The first-year liquidity lockout and MVA are structural tradeoffs rather than fees, but they affect the total cost of an early exit in the same way a fee would.
Product snapshot
| Feature | Details |
|---|---|
| Product Type | Fixed Indexed Annuity |
| Surrender Period | 10 years |
| Issue Ages | 18-85 |
| Minimum Premium | $25,000 |
| Indices | S&P 500 Index, S&P 500 Dynamic Intraday TCA Index, Nasdaq Night Owl Index, S&P MARC 5 Index (S&P 500 Multi-Asset Risk Control 5% Index), Dynamic Balanced Asset 10 Index, Strategic Dynamic Balanced Asset 8 Index, Multi-Asset Dynamic Managed 5 Index |
| Crediting Methods | Annual Point-to-Point (participation rate), Annual Point-to-Point (cap), Fixed Account |
| Free Withdrawal | 10% of contract value per year beginning in year 2 (not available in year 1) |
| MGSV | 87.5% of purchase payments (less withdrawals and contract charges), accumulated at the minimum nonforfeiture rate declared at issue (0.15%-3%) |
| Death Benefit | Greater of Contract Value or Guaranteed Minimum Nonforfeiture Value; available during accumulation phase only; surrender charges waived at death |
| Income Rider | Not available |
| Premium Bonus | 5%-24% effective (age and level dependent; ages 18-80 Level 1: 12% effective; Level 5: 24% effective; ages 81-85 Level 2: 7%, Level 5: 10%) |
| Availability | Not available in CA or NY. State variations approved in AK, CT, DE, FL, ID, IN, KY, MD, MN, MO, MS, MT, NJ, NV, OH, OK, OR, PA, SC, TX, UT, VA, VT, WA, PR and additional states.
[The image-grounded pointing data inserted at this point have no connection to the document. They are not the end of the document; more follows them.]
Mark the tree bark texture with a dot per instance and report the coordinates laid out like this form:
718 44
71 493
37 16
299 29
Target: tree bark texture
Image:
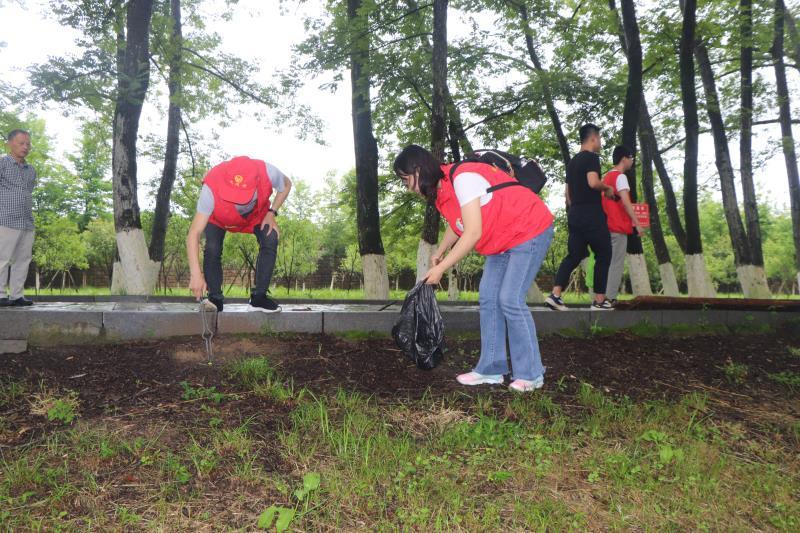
691 124
741 248
366 148
746 136
633 99
162 209
784 109
133 78
547 93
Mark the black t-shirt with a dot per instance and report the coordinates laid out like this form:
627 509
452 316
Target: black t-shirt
577 169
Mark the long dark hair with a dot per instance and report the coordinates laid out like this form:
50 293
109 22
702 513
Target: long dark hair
413 158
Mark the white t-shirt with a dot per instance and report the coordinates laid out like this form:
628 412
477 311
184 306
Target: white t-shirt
471 185
622 183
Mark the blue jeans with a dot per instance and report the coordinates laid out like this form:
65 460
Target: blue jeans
503 291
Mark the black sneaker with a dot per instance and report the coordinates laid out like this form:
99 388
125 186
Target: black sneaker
263 303
555 303
218 303
20 302
605 305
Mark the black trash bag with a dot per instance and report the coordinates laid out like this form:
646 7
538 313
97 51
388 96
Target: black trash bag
420 330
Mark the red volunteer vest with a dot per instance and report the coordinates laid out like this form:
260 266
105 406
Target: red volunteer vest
618 219
514 215
225 214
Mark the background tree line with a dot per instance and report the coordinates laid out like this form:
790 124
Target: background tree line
522 76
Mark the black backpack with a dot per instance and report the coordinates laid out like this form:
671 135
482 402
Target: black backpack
526 172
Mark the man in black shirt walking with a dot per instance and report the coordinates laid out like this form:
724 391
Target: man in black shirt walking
586 220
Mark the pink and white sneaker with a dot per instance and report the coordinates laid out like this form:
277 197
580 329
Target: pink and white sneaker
525 385
473 378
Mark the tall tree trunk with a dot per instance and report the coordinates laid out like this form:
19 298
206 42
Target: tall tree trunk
547 93
637 265
459 143
673 215
785 114
133 78
746 137
373 260
751 286
669 283
430 228
162 210
698 279
794 38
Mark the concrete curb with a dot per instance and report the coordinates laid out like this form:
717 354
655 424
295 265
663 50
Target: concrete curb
81 322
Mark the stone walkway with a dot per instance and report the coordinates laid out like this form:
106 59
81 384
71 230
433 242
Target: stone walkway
79 322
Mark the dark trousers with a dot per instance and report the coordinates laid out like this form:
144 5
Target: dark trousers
587 227
212 258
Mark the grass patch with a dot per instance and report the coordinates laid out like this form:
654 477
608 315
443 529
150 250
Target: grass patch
55 406
361 336
735 373
790 379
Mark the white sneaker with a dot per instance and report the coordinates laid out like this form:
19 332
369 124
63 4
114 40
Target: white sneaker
525 385
473 378
555 303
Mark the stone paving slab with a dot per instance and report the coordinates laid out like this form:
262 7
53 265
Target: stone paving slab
76 322
13 346
50 326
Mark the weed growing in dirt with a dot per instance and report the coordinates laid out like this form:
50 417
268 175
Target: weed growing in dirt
257 374
10 391
361 336
191 393
790 379
735 373
55 406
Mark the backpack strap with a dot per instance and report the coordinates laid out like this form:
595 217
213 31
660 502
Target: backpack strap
503 186
454 167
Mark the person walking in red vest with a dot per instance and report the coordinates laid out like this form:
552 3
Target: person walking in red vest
513 228
236 197
586 221
621 218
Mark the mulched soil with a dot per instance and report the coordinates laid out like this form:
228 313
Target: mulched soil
142 378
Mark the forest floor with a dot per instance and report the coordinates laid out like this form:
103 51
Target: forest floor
669 429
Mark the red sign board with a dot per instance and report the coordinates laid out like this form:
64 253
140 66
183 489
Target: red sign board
642 212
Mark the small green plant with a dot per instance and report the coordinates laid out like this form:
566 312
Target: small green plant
10 391
358 336
285 516
63 408
202 393
126 516
251 372
735 373
790 379
596 330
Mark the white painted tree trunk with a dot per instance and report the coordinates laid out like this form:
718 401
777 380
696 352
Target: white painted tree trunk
753 280
424 252
535 295
669 283
698 278
452 286
135 273
640 277
376 277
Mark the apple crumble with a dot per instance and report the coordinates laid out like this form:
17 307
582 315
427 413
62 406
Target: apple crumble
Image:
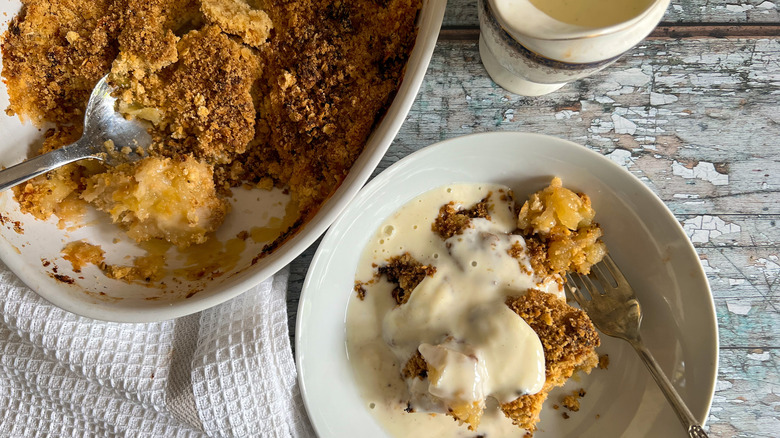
265 92
461 291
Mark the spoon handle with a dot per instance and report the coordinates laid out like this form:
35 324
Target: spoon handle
43 163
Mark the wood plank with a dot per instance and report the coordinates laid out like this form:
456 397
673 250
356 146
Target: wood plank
697 121
463 13
675 31
746 402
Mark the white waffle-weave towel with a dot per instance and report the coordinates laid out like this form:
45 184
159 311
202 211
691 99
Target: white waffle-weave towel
226 371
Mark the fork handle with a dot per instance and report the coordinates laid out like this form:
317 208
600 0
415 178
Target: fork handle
690 423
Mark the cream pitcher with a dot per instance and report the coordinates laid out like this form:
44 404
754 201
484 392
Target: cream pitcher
534 47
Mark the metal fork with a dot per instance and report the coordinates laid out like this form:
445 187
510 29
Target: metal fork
614 309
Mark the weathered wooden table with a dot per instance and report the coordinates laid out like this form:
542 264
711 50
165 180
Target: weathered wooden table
694 112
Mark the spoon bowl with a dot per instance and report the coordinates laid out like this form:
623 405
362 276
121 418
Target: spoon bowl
108 136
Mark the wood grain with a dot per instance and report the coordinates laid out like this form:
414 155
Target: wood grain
697 120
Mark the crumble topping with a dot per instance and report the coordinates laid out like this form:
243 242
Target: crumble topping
264 93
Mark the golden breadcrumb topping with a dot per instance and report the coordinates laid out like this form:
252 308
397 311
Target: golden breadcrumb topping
452 220
567 335
283 92
568 340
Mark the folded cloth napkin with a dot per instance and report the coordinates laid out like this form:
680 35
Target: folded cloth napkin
226 371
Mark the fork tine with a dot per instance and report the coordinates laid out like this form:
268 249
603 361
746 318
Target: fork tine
589 285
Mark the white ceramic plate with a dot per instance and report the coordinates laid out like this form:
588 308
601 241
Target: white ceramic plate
641 233
94 295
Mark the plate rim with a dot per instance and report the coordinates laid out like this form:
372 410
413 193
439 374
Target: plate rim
520 136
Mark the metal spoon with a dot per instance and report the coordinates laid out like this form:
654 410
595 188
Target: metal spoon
108 137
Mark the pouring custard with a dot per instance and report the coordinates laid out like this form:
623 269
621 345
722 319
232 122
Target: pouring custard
458 325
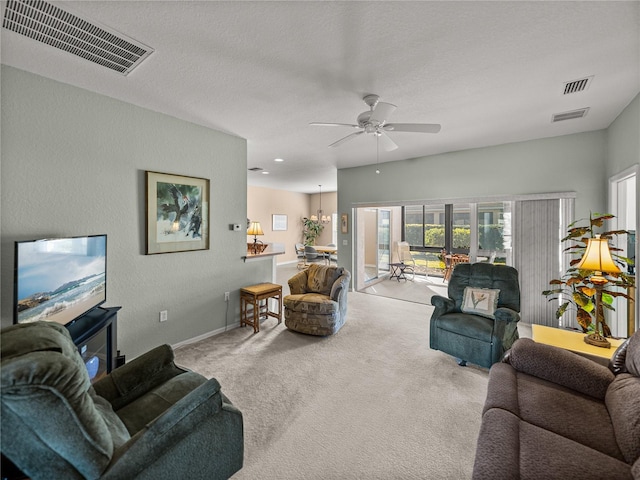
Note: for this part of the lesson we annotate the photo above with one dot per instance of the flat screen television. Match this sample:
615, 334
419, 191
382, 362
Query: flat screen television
59, 279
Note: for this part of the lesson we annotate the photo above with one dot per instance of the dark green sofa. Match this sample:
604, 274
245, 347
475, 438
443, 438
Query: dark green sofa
471, 337
148, 419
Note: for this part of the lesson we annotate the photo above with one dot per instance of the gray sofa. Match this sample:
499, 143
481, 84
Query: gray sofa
551, 414
148, 419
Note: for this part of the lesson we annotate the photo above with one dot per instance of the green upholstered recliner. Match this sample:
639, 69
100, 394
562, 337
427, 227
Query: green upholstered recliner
318, 301
475, 338
146, 419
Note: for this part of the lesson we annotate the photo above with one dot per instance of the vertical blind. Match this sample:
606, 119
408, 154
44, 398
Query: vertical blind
537, 257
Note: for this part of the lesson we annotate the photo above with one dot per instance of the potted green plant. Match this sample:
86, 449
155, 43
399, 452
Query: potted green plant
311, 230
576, 286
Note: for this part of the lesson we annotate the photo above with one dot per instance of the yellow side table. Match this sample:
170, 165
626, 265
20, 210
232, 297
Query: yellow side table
573, 341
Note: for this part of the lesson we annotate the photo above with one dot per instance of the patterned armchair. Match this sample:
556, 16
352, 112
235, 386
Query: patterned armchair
318, 301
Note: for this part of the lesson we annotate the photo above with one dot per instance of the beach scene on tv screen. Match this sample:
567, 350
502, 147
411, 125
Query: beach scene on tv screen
59, 280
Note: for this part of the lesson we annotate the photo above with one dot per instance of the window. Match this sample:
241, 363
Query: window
461, 228
494, 229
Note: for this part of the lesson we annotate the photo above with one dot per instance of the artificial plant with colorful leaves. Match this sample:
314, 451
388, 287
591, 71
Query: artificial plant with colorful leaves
575, 285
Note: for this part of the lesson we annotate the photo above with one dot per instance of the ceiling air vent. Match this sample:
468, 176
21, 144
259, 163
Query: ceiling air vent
58, 28
558, 117
576, 86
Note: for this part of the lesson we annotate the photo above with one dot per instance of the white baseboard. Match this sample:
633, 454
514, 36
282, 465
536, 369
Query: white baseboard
205, 335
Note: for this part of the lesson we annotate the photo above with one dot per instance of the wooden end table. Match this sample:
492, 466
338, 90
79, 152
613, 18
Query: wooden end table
574, 341
254, 304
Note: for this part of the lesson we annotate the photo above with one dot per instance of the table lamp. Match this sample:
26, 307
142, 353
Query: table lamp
255, 229
598, 258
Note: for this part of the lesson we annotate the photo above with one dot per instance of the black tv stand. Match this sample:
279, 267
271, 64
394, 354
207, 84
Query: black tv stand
95, 335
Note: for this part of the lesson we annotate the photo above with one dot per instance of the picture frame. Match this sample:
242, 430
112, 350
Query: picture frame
344, 223
279, 223
177, 213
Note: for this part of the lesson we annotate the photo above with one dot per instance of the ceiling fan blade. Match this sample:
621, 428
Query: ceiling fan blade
320, 124
412, 127
382, 111
345, 139
387, 143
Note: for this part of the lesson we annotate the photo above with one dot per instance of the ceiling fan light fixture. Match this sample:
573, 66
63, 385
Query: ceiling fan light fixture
374, 122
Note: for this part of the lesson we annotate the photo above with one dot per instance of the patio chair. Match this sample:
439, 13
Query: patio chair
454, 259
403, 251
312, 255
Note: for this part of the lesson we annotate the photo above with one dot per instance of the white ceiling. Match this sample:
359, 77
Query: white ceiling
488, 72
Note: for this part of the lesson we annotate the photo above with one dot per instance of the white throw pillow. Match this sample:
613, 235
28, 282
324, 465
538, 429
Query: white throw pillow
481, 301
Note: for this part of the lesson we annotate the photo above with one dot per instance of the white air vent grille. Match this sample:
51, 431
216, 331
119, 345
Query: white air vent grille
49, 24
576, 86
580, 113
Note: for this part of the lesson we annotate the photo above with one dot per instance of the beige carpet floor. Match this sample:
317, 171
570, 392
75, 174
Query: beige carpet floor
371, 402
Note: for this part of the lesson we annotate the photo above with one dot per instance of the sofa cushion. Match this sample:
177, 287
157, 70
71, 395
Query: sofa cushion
623, 403
147, 408
580, 418
481, 301
320, 278
467, 325
632, 357
312, 303
509, 448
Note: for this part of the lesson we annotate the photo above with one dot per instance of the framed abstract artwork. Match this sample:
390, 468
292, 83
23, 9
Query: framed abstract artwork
177, 209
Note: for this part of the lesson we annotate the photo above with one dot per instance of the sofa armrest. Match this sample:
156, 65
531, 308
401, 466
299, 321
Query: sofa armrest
201, 424
442, 305
298, 283
504, 314
132, 380
561, 367
339, 286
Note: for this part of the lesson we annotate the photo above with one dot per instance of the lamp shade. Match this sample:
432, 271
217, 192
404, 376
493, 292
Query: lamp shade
597, 257
255, 229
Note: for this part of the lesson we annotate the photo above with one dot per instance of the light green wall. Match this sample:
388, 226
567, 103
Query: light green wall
73, 163
624, 139
571, 163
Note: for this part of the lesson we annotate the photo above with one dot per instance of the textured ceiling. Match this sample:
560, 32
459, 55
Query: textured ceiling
488, 72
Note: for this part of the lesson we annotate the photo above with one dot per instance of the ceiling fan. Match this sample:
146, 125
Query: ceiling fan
374, 121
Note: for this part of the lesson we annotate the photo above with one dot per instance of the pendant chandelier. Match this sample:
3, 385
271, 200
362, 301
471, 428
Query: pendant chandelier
321, 217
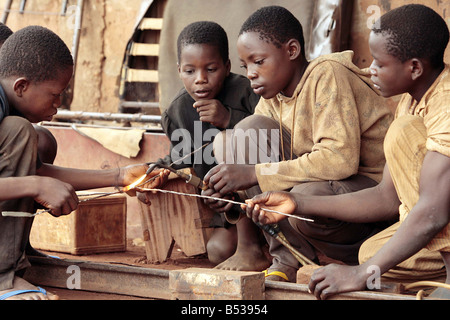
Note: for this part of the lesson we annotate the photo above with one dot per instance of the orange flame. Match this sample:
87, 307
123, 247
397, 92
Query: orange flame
134, 184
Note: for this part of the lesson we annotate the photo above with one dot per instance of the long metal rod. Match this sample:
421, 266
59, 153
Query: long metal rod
106, 116
221, 199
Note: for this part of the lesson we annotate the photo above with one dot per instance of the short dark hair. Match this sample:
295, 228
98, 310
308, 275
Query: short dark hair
36, 53
204, 32
5, 32
414, 31
276, 25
Premium bonus vesting schedule varies by state (two schedules: AL/AR/AZ/CO/DC/GA/HI/IA/IL/KS/LA/MA/ME/MI/NC/ND/NE/NH/NM/RI/SD/TN/WI/WV/WY vs. AK/CT/DE/FL/ID/IN/KY/MD/MN/MO/MS/MT/NJ/NV/OH/OK/OR/PA/SC/TX/UT/VA/VT/WA/PR). Surrender charge schedules also vary by state. |
Carrier snapshot
Legal Entity: AuguStar Life Insurance Company
Parent: Constellation Insurance, Inc.
A.M. Best Rating: A
AuguStar Life Insurance Company is a subsidiary of Constellation Insurance, Inc. The A (Excellent) rating from A.M. Best reflects strong financial stability, though AuguStar is a smaller, less nationally prominent carrier than some major FIA issuers. Buyers who prioritize brand recognition should note this, but the A rating itself is a credible anchor for a 10-year commitment.
Final take
OrionShield 10-Year is a serious accumulation FIA for buyers who have true long-term money and want to make it work harder than a plain MYGA or fixed annuity would allow. The wide index menu, the tiered premium bonus option, and the clean fee structure are real strengths. The nursing home waiver adds a liquidity valve that matters.
The honest limits are also real. Ten years is a long commitment. There is no income rider path. Year-one liquidity is locked completely, and the MVA can amplify penalties in a rising-rate environment. The premium bonus is genuinely appealing for buyers who plan to stay the full term, but it requires understanding the Group A trade-off before electing the higher levels.
If you have 10-year dollars, want principal protection, and find the index menu and bonus structure appealing, this is worth a serious look. If you might need the money before the surrender period ends, or if guaranteed income is your primary goal, look elsewhere.